Me desperté un día martes, miré el techo de mi cuarto, hice un par de revisiones mentales de mi día y dije «Tengo ganas de pecar».
Encendí mi computador, me conecté a Facebook, un gran amigo me saludó y le dije «Tengo ganas de pecar». Me preguntó «Con quién» y entonces empecé a reírme. Me pareció curioso haber sido tan sincero conmigo mismo que no podía creer que estaba abordando un problema habitual en mí: el deseo de hacer lo que no me conviene.
Supongo que Lance Armstrong, el conocido ciclista algún día despertó pensando «tengo ganas de tomar anabólicos/esteroides». Supongo que algún músico que admiro llegó a un concierto con una buena dosis de hierba (no medicinal) y un pedazo de papel y pensó «tengo ganas de un porro». David, un tipo estupendo de la biblia, miró a la mujer de otro y sin duda pensó «tengo ganas de pecar (con ella)». Lo malo es que a él las ganas le «ganaron» y con un par de llamadas tuvo a la pibita en su lecho matrimonial (tradúzcase como el lugar donde consumaba el amor con el resto de sus esposas)
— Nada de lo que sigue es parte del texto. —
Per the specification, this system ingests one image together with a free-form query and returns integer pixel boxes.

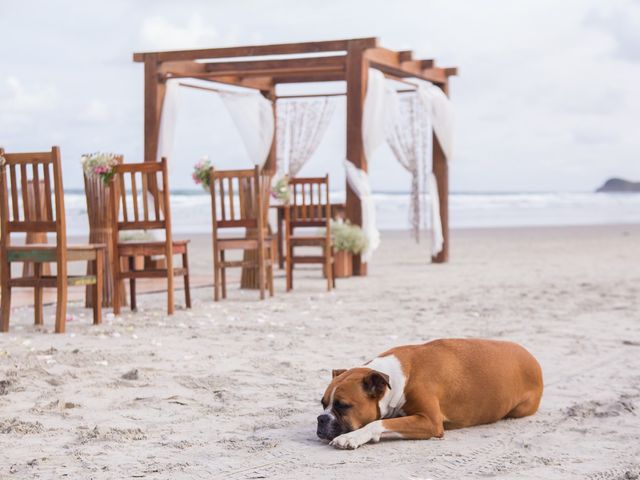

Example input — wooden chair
[209,166,275,302]
[109,158,191,315]
[0,147,105,333]
[285,175,336,291]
Ese día no fue muy fácil que digamos. Por un lado estaba mi invulnerabilidad a mis deseos, por otro lado la docena de versículos que memorizamos que nos recuerdan que «todo lo podemos soportar». Soy muy partícipe de identificar situaciones; muchos chicos han venido y me han dicho «Jimmy, alguna vez has dudado de…», «Jimmy, alguna vez pensaste en…» y mi respuesta normalmente es «Si, he pensado/he dudado/he deseado/he querido» y siempre les digo que el problema no es lo que pensamos, en un inicio, sino el siguiente paso. ¿Qué hacemos con lo que pensamos? ¿Qué hago yo cuando me dan ganas de hacer todo lo que no debo?
Así que les confieso que aún tengo ganas de pecar, de equivocarme, de ir a buscar una piedra (con falda quizá) para tropezar, pero cuando le digo a Dios que estoy en esas situaciones su respuesta es Mi poder se perfecciona en tu debilidad.
Ahora tengo ganas de poner punto final.